The Dow Jones Industrial Average was first published by Charles Dow in 1896 and followed the Dow Jones Transportation Average.
A walk down memory lane reveals that the original Dow Jones Industrial Average consisted of 12 companies; American Cotton Oil Company, American Sugar Company, American Tobacco Company, Chicago Gas Company, Distilling & Cattle Feeding Company, General Electric, Laclede Gas Light Company, National Lead Company, North American Company, Tennessee Coal, Iran and Railroad Company, U.S. Leather Company, United States Rubber Company. All but General Electric were removed, broken up or merged.
Today's Dow Jones consists of 30 U.S.-listed stocks that produce goods or provides services other than transportation and utility. The definition of industrial is kept intentionally broad to provide an indicator that reflects the performance of the entire U.S. economy. Constituents are selected by the editors of the "Wall Street Journal." A stock typically is added only if the company is widely known, demonstrates sustained growth, is of interest to a large number of investors, and accurately represents a market sector covered by the average.

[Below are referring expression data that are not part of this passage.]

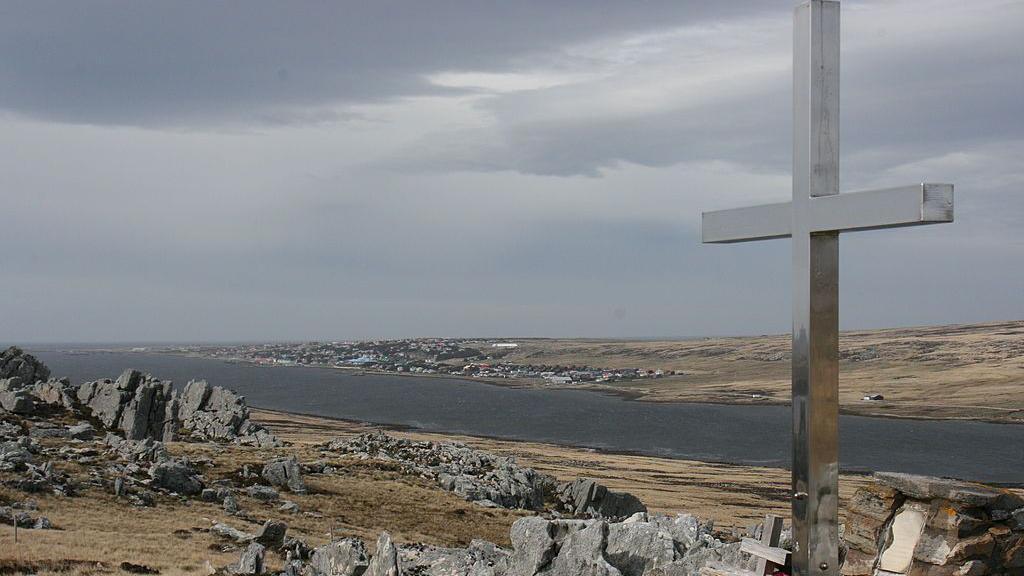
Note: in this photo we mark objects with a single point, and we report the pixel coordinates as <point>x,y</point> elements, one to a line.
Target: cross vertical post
<point>815,284</point>
<point>814,219</point>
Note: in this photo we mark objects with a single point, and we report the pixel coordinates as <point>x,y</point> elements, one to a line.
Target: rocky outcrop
<point>217,413</point>
<point>13,398</point>
<point>252,561</point>
<point>341,558</point>
<point>141,407</point>
<point>905,524</point>
<point>489,480</point>
<point>137,405</point>
<point>285,472</point>
<point>19,515</point>
<point>639,546</point>
<point>15,364</point>
<point>176,476</point>
<point>385,561</point>
<point>587,497</point>
<point>473,475</point>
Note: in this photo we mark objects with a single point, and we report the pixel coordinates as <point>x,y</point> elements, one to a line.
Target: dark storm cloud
<point>204,171</point>
<point>189,63</point>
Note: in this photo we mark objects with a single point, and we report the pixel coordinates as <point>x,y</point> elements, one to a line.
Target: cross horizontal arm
<point>896,207</point>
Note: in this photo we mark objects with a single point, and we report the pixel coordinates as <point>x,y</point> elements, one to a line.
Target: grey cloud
<point>196,63</point>
<point>930,96</point>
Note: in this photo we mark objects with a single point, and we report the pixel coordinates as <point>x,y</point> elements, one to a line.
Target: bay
<point>745,435</point>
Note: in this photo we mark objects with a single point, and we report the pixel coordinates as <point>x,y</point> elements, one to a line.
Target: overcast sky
<point>200,171</point>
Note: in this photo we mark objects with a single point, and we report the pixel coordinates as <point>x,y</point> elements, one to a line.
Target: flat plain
<point>962,371</point>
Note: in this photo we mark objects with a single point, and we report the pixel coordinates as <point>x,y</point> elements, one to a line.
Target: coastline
<point>875,409</point>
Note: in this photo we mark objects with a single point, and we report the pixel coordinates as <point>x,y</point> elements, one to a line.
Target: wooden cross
<point>814,219</point>
<point>767,551</point>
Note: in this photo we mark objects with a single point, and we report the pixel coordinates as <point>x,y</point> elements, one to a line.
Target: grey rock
<point>45,429</point>
<point>583,553</point>
<point>532,546</point>
<point>635,547</point>
<point>230,504</point>
<point>55,393</point>
<point>16,401</point>
<point>587,497</point>
<point>82,430</point>
<point>686,530</point>
<point>14,363</point>
<point>142,407</point>
<point>965,493</point>
<point>271,534</point>
<point>285,472</point>
<point>147,450</point>
<point>434,561</point>
<point>231,533</point>
<point>42,523</point>
<point>176,476</point>
<point>144,413</point>
<point>252,560</point>
<point>385,561</point>
<point>473,475</point>
<point>264,493</point>
<point>341,558</point>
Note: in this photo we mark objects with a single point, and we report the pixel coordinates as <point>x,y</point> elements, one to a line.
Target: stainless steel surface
<point>895,207</point>
<point>815,294</point>
<point>814,219</point>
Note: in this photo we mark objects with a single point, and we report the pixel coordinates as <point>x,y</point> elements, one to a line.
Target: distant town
<point>477,359</point>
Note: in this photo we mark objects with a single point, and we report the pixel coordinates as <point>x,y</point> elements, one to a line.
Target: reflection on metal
<point>814,219</point>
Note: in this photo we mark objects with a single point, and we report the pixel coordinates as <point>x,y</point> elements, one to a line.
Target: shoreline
<point>403,428</point>
<point>711,398</point>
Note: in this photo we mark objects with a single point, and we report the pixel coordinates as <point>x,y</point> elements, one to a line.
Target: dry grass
<point>971,371</point>
<point>732,495</point>
<point>97,532</point>
<point>100,532</point>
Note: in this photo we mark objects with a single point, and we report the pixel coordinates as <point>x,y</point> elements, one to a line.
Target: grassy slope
<point>971,371</point>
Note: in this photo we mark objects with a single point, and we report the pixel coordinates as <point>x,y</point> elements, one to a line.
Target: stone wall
<point>925,526</point>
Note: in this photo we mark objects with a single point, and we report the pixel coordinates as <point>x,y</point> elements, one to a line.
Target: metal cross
<point>814,219</point>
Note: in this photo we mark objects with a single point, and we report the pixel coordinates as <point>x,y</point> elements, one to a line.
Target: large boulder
<point>252,561</point>
<point>176,476</point>
<point>341,558</point>
<point>385,561</point>
<point>54,393</point>
<point>473,475</point>
<point>271,534</point>
<point>139,406</point>
<point>532,546</point>
<point>285,472</point>
<point>583,553</point>
<point>15,399</point>
<point>14,363</point>
<point>588,498</point>
<point>637,546</point>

The Dow Jones (accurately referred to as average and not index), is price weighted, not market-capitalization weighted as many other popular indexes are. In other words, stocks with the highest share price have the greatest influence on the Dow's movement. One could argue that the Dow is the first fundamentally weighted index.
A $1 change in the price of any Dow Jones component equals an 8.14-point change in the average. This means that a 10 percent change in General Motors (at $10) will translate into a 10 point move of the Dow Jones while a 10 percent change in IBM (at $ 122) will propel the Dow Jones nearly 100 points.
The ETF that follows the Dow is called the Dow Diamonds (DIA).